Dia mengatakan, ada tiga hal yang menjadi dasar pelaporan ini. Yang pertama, kata Habiburokhman, adalah penggunaan kemeja kotak-kotak yang motifnya sama dengan kemeja kotak-kotak merah, biru, putih dengan foto Jokowi di surat suara.
Kedua, sambungnya, pemeran iklan tersebut secara vulgar menyampaikan gestur yang menunjukkan dukungannya ke capres nomor dua. Yaitu, dengan mengacungkan jari telunjuk dan tengah secara bersamaan yang menyimbolkan nomor urut Jokowi dalam pilpres 2014.
Ketiga, lanjutnya, pemeran iklan tersebut menyampaikan pesan-pesan yang secara umum berisi ajakan memilih capres nomor dua dengan membuat sosok yang mirip dengan Jokowi, baik sifat dan fisik.
"Dia mengkampanyekan seolah-olah Jokowi adalah orang yang bersih, jujur dan ojo dumeh," katanya.
Dalam laporan ini, Habiburokhman menilai, iklan jamu tolak angin tersebut dianggap sebagai iklan kampanye terselubung. Karena ditayangkan dengan puluhan spot dan durasi yang cukup panjang. Dia pun membawa rekaman video ini sebagai lampiran.
"Ini iklan kampanye atau iklan produk? Harus jelas sikap politik mereka, jika memang mau dukung Jokowi ya sampaikan secara terbuka dengan iklan yang murni dan jelas kampanye," katanya.

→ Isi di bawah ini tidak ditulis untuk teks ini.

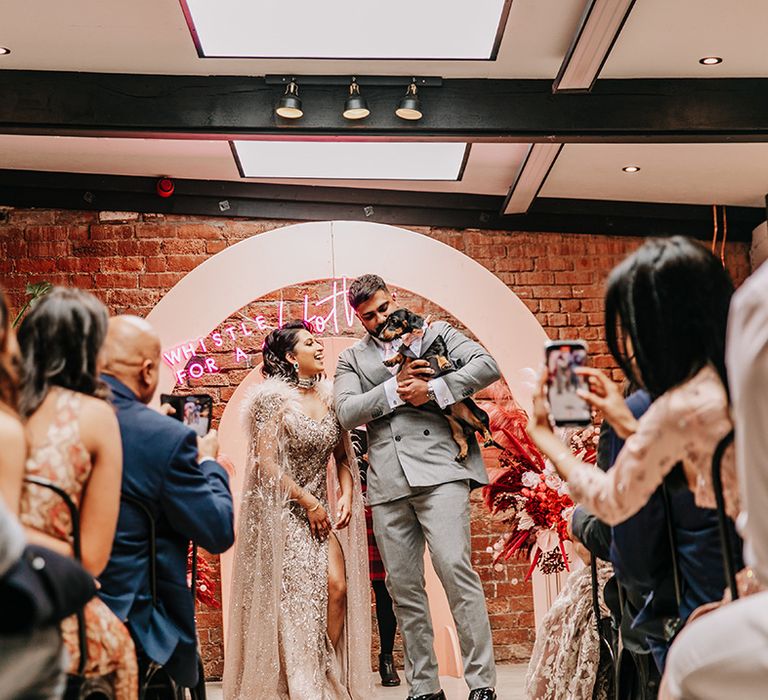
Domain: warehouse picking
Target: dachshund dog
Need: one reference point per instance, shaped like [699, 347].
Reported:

Dia menilai, iklan ini merupakan pelanggaran serius terhadap pasal 53 Ayat 1 UU No 42 Tahun 2008 tentang Pilpres, yYang berbunyi, 'Batas maksimum penayangan iklan kampanye di televisi untuk setiap pasangan calon secara kumulatif sebanyak 10 spot berdurasi paling lama 30 detik untuk setiap stasiun televisi selama masa kampanye'.
"Kepada PT Bintang Toedjoe kami berharap agar mereka tidak memanipulasi dan mengarahkan aspirasi publik ke pasangan nomor dua dengan cara yang tidak bermartabat," ungkap Habiburokhman.